If not, how about accommodating him with medical leave, so that he has time to resolve the medication issues that resulted in a seizure?
By failing to follow the ADA procedure, the county violated the employee’s rights under the ADA. Even if they had terminated him solely for his wilful misconduct, it’s likely that some accommodation process would have been required. Judge O’Scannlain points out that “conduct resulting from a disability is considered to be part of the disability, rather than a separate basis for the termination.” In other words, if you want to terminate someone because of their disability, you must first explore any and all “reasonable accommodations.” The judge remanded the case back to a lower court for reconsideration.
NOTE: We discuss another ADA case involving a mental disability here.
A Troubled Past
Our other case comes from last year: Joshua Liam Josephs v. Pacific Bell. Josephs was hired in 1997. On his job application, he denied any criminal history. After three months on the job, he had the full support of his immediate supervisor, even after a criminal background check revealed the “not guilty by reason of insanity” plea and the subsequent hospitalization. His supervisor saw no reason for firing him. Nonetheless, higher-up managers at Pac Bell decided to terminate Josephs. They feared that given his history of a mental disability, he might assault one of their customers.
A jury found that the company had discriminated against Josephs and the appeals court upheld the verdict (not without a stinging dissent by one judge who focuses on the potential liability for the employer). With over a decade of relative stability between the troubled past and his Pac Bell employment, Josephs was well beyond the “immediate threat” standard of the ADA. He even submitted as evidence an autobiography written during his hospitalization, in which he confronted the demons of his illness and documented his efforts to move on. By ADA standards, he proved his case.
The Rock and the Hard Place
The ADA is a formidable piece of legislation designed to end discrimination for the physically and mentally handicapped. It often places employers between the proverbial rock (the rights of the disabled) and a hard place (potential liability exposures). When confronted with ADA issues, employers need to understand the substantial burden of proof they face as they make decisions pertaining to the law.

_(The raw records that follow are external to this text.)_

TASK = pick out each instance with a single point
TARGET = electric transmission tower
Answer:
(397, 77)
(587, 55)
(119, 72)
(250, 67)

I highly recommend Judge O’Scannlain’s meticulously reasoned opinion as a guideline for employer decision-making. Managers tend to take action in the heat of the moment. Once a case hits the courts, everything is reduced to an agonizingly slow pace, with every action, every word of every document, carefully scrutinized. All of which serves to remind us that under the ADA, process is paramount: take the time to walk (not run!) through the process and document every step. It might seem like a lot of work at the time, but it’s a lot quicker than reconstructing every decision under the glaring lights of a courtroom.
Special thanks for the heads up on these cases from Walter Olsen at Overlawyered and also from Philip J. Griego, who provides some additional details.